Art as Social Action. An Introduction to the Principles and Practices of Teaching Social Practice Art

Art as Social Action. An Introduction to the Principles and Practices of Teaching Social Practice Art, edited by Gregory Sholette, Chloë Bass and Social Practice Queens.

On amazon UK and USA. Table of contents.

Publisher Allworth Press writes: Art as Social Action is both a general introduction to and an illustrated, practical textbook for the field of social practice, an art medium that has been gaining popularity in the public sphere. With content arranged thematically around such topics as direct action, alternative organizing, urban imaginaries, anti-bias work, and collective learning, among others, Art as Social Action is a comprehensive manual for teachers about how to teach art as social practice.

Along with a series of introductions by leading social practice artists in the field, valuable lesson plans offer examples of pedagogical projects for instructors at both college and high school levels with contributions written by prominent social practice artists, teachers, and thinkers.


Public Lab, Balloon mapping, a DIY tool for gathering visual information about a site that is difficult to access physically, whether the site be toxic, watery, fenced, or patrolled. Photo

Art as Social Action is not your typical book about socially engaged art. I seem to review books about that very topic every month and this one is different. It is a collection of texts by teachers who, together with their art students, look for creative ways to enter in a discussion with society outside the classroom about topics as different as labour conditions, immigrant rights or mining on sacred Native American sites. Texts by teachers who want to make works with rather than about local communities. And, hopefully, make this world a slightly fairer and kinder one.

Art as Social Action is not a manual with solutions and failproof recipes but a source of inspiration with tactics, social models and bibliographies which lessons can be experimented by other teachers and other (art or not) students into the streets. Some of the texts are concise and lively. Others feel like dry reports.

I found the interviews and essays much more enjoyable to read. Each of them is witty, engaging and though-provoking. So much so that i’m going to quote from a couple of them:

From the interview of Pablo Helguera:

“What I think is missing in social practice programs is supporting the possibility to conduct research work that is fundable. Consider a project like Marisa Jahn’s Nanny Van, which supports and defends the rights of caretakers. She gets money and support from arts organizations, but she can also go to other agencies that support her social justice agenda. So the advantage social practice has is that we don’t necessarily need to fund our projects exclusively through the art world; we can actually go to city councils and social service organizations that protect and advocate for the types of social justice issues we are interested in.”

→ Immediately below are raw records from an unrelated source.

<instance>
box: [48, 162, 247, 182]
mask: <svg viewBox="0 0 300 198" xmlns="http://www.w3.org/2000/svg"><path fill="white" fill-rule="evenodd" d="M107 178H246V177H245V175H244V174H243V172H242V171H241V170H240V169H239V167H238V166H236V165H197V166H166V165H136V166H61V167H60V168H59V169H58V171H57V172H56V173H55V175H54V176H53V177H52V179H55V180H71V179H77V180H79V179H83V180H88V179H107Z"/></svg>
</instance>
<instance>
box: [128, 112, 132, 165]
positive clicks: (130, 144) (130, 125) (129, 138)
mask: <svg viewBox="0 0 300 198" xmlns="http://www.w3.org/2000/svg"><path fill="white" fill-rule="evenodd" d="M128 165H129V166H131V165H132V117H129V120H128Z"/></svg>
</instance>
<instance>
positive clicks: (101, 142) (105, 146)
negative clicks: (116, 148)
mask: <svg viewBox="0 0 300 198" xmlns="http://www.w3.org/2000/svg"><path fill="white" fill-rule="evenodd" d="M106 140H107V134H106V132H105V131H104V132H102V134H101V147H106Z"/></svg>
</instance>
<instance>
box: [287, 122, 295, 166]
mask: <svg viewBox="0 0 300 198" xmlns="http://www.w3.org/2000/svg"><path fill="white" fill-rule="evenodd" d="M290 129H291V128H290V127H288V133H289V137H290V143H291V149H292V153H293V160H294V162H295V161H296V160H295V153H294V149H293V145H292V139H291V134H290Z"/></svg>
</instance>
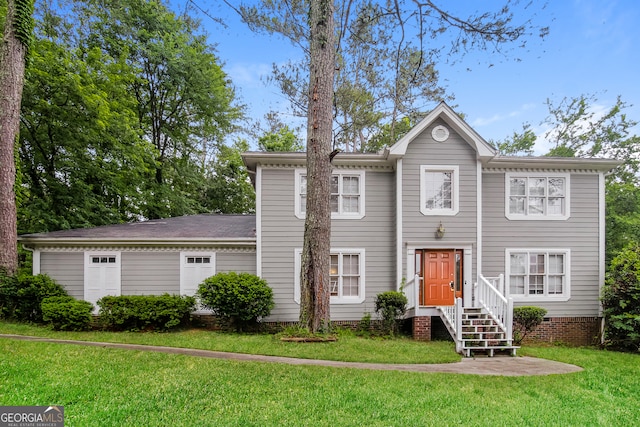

From the interview with Steve Duncombe and Steve Lambert from the Center for Artistic Activism:

Steve Duncombe: “I am very cynical about the university as a site for radical struggle. It has amazing recuperative powers—the university can take almost anything radical: feminism, class analysis, critical race theory, and just turn it into a seminar.”

From Gregory Sholette‘s concluding essay:

“Ultimately, therefore, what most differentiates SEAE from other modes of artistic learning, and most other forms of pedagogy, is the degree to which normative boundaries separating the type of learning that takes place in a school, and that which happens outside, in the real world, are not merely blurred, but aggressively, even gleefully, deconstructed.”


Marisa Morán Jahn, The Nanny Van (a mobile design lab and sound studio that promotes domestic workers’ labor rights across the USA)

Last few comments:

– this is one of those (still too) rare books in which the majority of contributors are not white male artists and thinkers from ‘western’ countries;
– I wish there had been more texts dealing with online tools and tactics for socially-engaged art;
– I’s recommend this book to practitioners of socially engaged art. Anyone else (no matter how interested you think you are in socially-engaged artistic practices) might find it less rewarding.